Not so for the sensitive person. They are super-charged by transitions, and with little kids, it often is expressed as outsized and socially inappropriate aversion or agitation. Thus, the scream, the withdrawal, the running away. This response is often followed with agitation as the adult walks away and the child is now sad to lose the connection. It can all seem a bit strange.
The long-term answer? A good treatment plan that reduces overall, everyday arousal levels. The short-term answer? Here is my protocol that helps kids avoid getting so out-of-sorts with greetings, and builds social skills. The nicest thing about this protocol is that it looks normal, not clinical, and it does indeed lower the brain’s level of arousal. Keeping calm, but staying in the game socially, trains the brain to handle more interaction, not to flee.

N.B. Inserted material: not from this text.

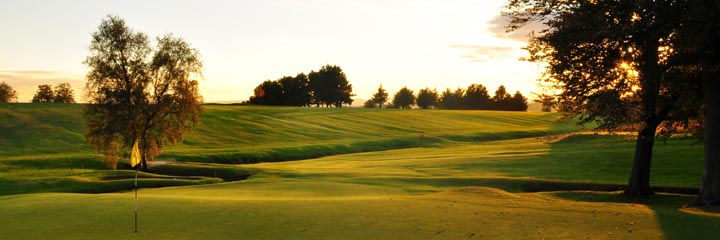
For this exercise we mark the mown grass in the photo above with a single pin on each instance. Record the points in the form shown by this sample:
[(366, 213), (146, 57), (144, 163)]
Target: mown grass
[(39, 137), (475, 181)]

- Greet the child from a distance. This may be 5-15 feet. Use a warm but not over the top tone. Keep it short but friendly. Don’t linger on eye contact.
- The child has been provided with an object to handoff to the greeting adult. It doesn’t have to be meaningful, especially if the child is under 2. Anything will do. The idea is that it is a meaningful interaction that the child controls. They release it to the adult. You may have to repeat it with two objects. The adult’s grateful response is also warm but not effusive.
- Now is the time to offer a hug or a kiss. Sometimes it works, sometimes not. With older kids that have language, I use “Handshake, hug or high-five?”. I offer the child a choice of contact, and this alone can get them from feeling imposed upon to empowered.
- If the child is still protesting, the adult sits near the child, engaged in something that could be fun for the child. A book, scribbling, something appealing. No offer or invite; the position and the activity are the invitation. The child may come over and begin to engage. Connection accomplished!
Grandparents and others can think that this is coddling, or too much work. After all, why doesn’t she greet me warmly like other children? It is hard to parent a child with sensitivities, but your primary focus is on helping the child feel calm and comforted. Explain that this is helpful and that the child really does love them. He just needs a bit of help to express it.
We should be able to get out of the way emotionally for the sake of little people. If a family member cannot wrap their head around the need to support instead of impose themselves on a clearly agitated child, then they need more help to understand sensitivity.